C’est peu ou prou ce qu’a dit le chef de la diplomatie algérienne le 2 novembre 2025. Alger était “à deux doigts” de voter la résolution a dit Attaf, mais la mention de la “souveraineté marocaine” dans le préambule de la résolution et non dans le corps du texte a cassé l’élan. C’est cette “petite disposition” qui a freiné net un vote qui pour le coup aurait été vraiment historique et aurait drainé un cercle vertueux pour avancer sur les autres contentieux lourds.
Le diplomate américain invite à s’arrêter sur le hiatus entre la position officielle des USA et de Trump – le plan d’autonomie est “l’unique solution” -, et la résolution du 31 octobre laquelle “laisse la porte ouverte à d’autres idées et évoque la non-exclusivité de cette proposition” marocaine. Mieux encore : même le référendum d’autodétermination n’est pas enterré, d’après lui…
Il renvoie aux parties en conflit pour trancher définitivement, à travers le dialogue, le noeud gordien vieux de quelque 5 décennies. “Il peut y avoir une forme de vote, comme dans tout scrutin”, a ajouté Boulos. Quant à la désignation de ceux qui pourraient voter, c’est là un “détail” qui n’a pas encore été débattu, a-t-il déclaré.

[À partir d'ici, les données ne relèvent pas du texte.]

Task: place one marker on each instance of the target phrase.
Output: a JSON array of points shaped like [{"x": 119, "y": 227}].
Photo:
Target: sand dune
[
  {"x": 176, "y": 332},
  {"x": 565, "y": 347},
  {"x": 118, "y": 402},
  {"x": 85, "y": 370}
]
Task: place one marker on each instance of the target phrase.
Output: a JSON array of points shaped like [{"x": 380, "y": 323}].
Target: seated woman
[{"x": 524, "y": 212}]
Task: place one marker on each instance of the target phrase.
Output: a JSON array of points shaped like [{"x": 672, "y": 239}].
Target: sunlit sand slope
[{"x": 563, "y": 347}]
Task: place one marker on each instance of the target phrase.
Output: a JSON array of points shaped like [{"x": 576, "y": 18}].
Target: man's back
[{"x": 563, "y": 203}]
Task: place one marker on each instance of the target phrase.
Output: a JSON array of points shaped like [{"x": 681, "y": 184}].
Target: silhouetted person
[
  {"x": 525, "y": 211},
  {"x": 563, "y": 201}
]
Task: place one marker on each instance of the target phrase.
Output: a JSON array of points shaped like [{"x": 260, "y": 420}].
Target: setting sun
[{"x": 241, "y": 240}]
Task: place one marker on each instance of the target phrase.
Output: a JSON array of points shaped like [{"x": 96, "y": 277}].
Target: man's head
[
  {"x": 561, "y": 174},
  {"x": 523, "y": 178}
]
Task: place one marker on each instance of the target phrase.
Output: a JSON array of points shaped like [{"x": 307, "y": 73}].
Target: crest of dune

“Nous encourageons les parties à évoquer tous ces détails pour arriver à une solution acceptable pour tous. Il peut aussi y avoir une solution définitive acceptable pour tous sans recours au vote”, a-t-il plaidé sur la chaine française. Un argumentaire qui corrobore les confidences faites sur TSA.
Par ailleurs le Haut-conseiller de Trump a martelé que les deux parties concernées sont le front Polisario et le royaume du Maroc, et que par conséquent si négociation il y a cela se fera entre ces deux entités, ce que du reste a dit le président algérien Abdelmadjid Tebboune.
Au sujet de la prochaine phase après la résolution, Boulos a fait savoir qu’il y aura une proposition du Maroc sur la base de la proposition de 2007, mais avec plus d’indications (Attaf a confié que l’ONU a reproché au plan de Rabat son caractère laconique). “Avec la sagesse du roi et des Marocains, nous savons que c’est un pas très sérieux. Il y a une volonté sérieuse pour mettre fin à ce conflit et le seul moyen pour y mettre fin, c’est l’accord des deux parties”, a déclaré l’émissaire de Trump.
“Nous comptons sur la sagesse de Sa majesté le roi et du président algérien Abdelmadjid Tebboune et des Algériens de façon générale (…) Nous savons que l’Algérie et le président Tebboune sont ouverts pour ce dialogue”, a-t-il conclu…
De ce point de vue le souverain Mohammed VI a tendu la perche au chef de l’Etat algérien dès le soir du vote à l’ONU. Et cette fois le Roi s’y est mieux pris qu’en novembre 2022, quand il avait boudé le Sommet de la Ligue arabe en Algérie pour finalement se rabattre sur une invitation à dialoguer chez lui, à Rabat. Une invitation à laquelle Alger n’a jamais répondu et c’était prévisible. Tebboune n’a pas répondu non plus à la dernière offre de Mohammed VI. Nous verrons bien.